Global Fuel Sales Recovery Varies by Region

Insights from PDI and global retail leaders show whether shifts in fuel consumption are sustainable. 

August 17, 2020

By Chris Blasinsky

LONDON—Last week during its “Shop Talk Live” webinar series, the team at Insight Research pulled together industry experts to take the pulse of where the global convenience and fuel retailing industry is today and reflect on the shared experiences so far by looking at global fuel sales across all regions and how consumers are responding to health, hygiene and safety practices.

Sid Gaitonde, senior vice president and general manager, global logistics solutions at PDI, an enterprise software provider for convenience retail and wholesale petroleum, shared that the short-term trend in fuel closely reflects how the economy is doing. Since the Great Recession, NACS and companies like PDI have looked at fuel sales over time as an indicator of consumer confidence and economic recovery.

“I would’ve thought by now that everyone would have been impacted similarly by the pandemic,” Gaitonde said, noting a common trend since April is a decline in fuel sales across all countries, but the rate of recovery has varied. 

For Eastern and Western Europe, PDI data show that Western Europe, the first to lockdown and last to reopen, saw a more severe drop in fuel consumption and a slower recovery compared to Eastern Europe. “As soon as the lockdown was lifted in Eastern Europe, the recovery happened very fast” to reach about the same fuel volume level as January, Gaitonde said, adding, “What I have been most surprised about is how resilient our industry is coming back” and that “every customer of ours has reacted really well” to the pandemic. 

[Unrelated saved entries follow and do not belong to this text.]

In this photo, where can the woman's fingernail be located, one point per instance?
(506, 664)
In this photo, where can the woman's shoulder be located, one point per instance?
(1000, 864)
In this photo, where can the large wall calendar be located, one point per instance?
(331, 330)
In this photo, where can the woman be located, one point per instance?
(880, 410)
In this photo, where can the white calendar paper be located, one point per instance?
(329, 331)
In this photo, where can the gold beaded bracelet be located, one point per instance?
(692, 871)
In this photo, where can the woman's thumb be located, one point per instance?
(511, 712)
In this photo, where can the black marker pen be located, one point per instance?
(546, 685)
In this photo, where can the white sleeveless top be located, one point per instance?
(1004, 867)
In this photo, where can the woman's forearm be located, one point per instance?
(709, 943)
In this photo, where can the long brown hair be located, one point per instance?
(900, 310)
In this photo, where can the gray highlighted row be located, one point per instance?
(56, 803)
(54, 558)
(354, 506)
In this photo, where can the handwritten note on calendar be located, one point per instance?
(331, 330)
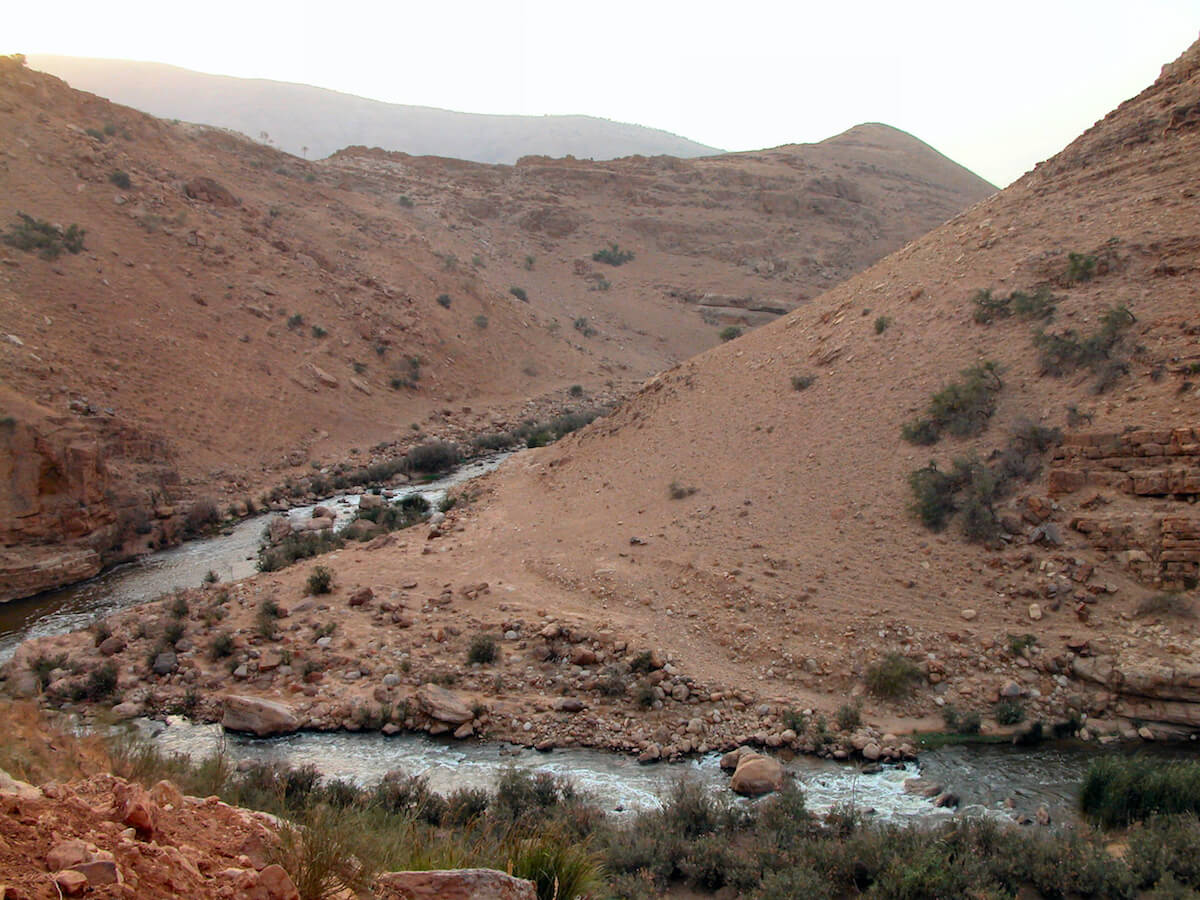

In the United States and Canada, PDI data show that the countries saw a 34% decline in fuel volumes in April from January levels but recovered to about 96% in July as lockdowns lifted. However, because of various lockdowns and reopening phases in each U.S. state, July is 4% lower than January (100%). In Mexico and the Caribbean, where lockdowns have not been as severe as in the U.S., fuel volumes dropped 33% in April compared to January but significantly rebounded to 105% in June and 127% in July.

For Australia and New Zealand, government responses to controlling the pandemic outbreak are reflected in fuel volumes, which saw an initial 30% drop in April from January and an almost instantaneous bounce back in May, June and July. In Southeast Asia, however, those areas saw a dramatic 45% decline in fuel volume due to a lengthy lockdown period.

In other global regions, Gaitonde shared that the Middle East has performed remarkably well with just a 5% drop in fuel volume in April compared to January, which also reflects that the region is a very fuel-dependent economy, using refined fuel for residential cooling, for example. Meanwhile, Sub-Saharan Africa saw one of the more drastic declines in fuel volume in April—65% compared to January—and has been slow to recover.

“Globally, if you combine all the data and look at the big picture, our industry has done really well” compared to other industries like restaurants and general retail, said Gaitonde. Today, he said, the industry is sitting slightly below where it was in January. Although it’s not where the industry would like to be during peak summer months, with more vacationers and weekend warriors hitting the road, “I’m cautiously optimistic that [fuel consumption] is going to recover by the end of the year,” he said.

Clean Forecourt Challenge

Next, Munford teed up a discussion about the frontline workers throughout the crisis who are serving customers and their communities. The Global Forecourt Experience Challenge, developed by CAF and Insight Research, seeks to elevate the customer experience on the forecourt by inspiring teams to create safer and clearer store environments.

The Challenge runs July through August, and each team is focusing on what matters most to customers right now, like service, cleanliness and safety, how these changes are being sustained and using customer feedback to close the loop on what matters most and how retailers can constantly improve long beyond the pandemic. Here are the teams and their representatives: 

  • Aled Ball of OTR Australia
  • Colin Dornish of Coen Markets (Ohio/United States)
  • Mark Cribbin of Aramark (Maxol) in Ireland
  • Rodrigo Zavala of Puma Americas (Guatemala)
  • Tony Castro of TXBU, Circle K (Texas/United States)
  • Wayne Gonsalves of Engen (South Africa)

“Show, don’t just tell,” noted Mike G. Zahajko, executive vice president of sales at CAF. Tap into the psychological aspect of cleanliness where retailers can show customers how they are keeping forecourts safe and not just communicating the practices through signage. 

Looking at the customer feedback so far, the group shared an example where a customer (anonymously) felt compelled to share with a particular c-store that she had a great shopping experience during one of her first outings since coming out of lockdown, noting that several employees were visibly cleaning and sanitizing the store and high touchpoint areas. Employees and customers were wearing masks, and one employee was managing how many customers could be inside at the same time to ensure distancing. “I felt very comfortable and safe in your store today and will definitely be back. …You have a customer for life in me and my family,” the person said.

“I think that sums up some of the achievements that retailers have been delivering day in and day out,” said Munford.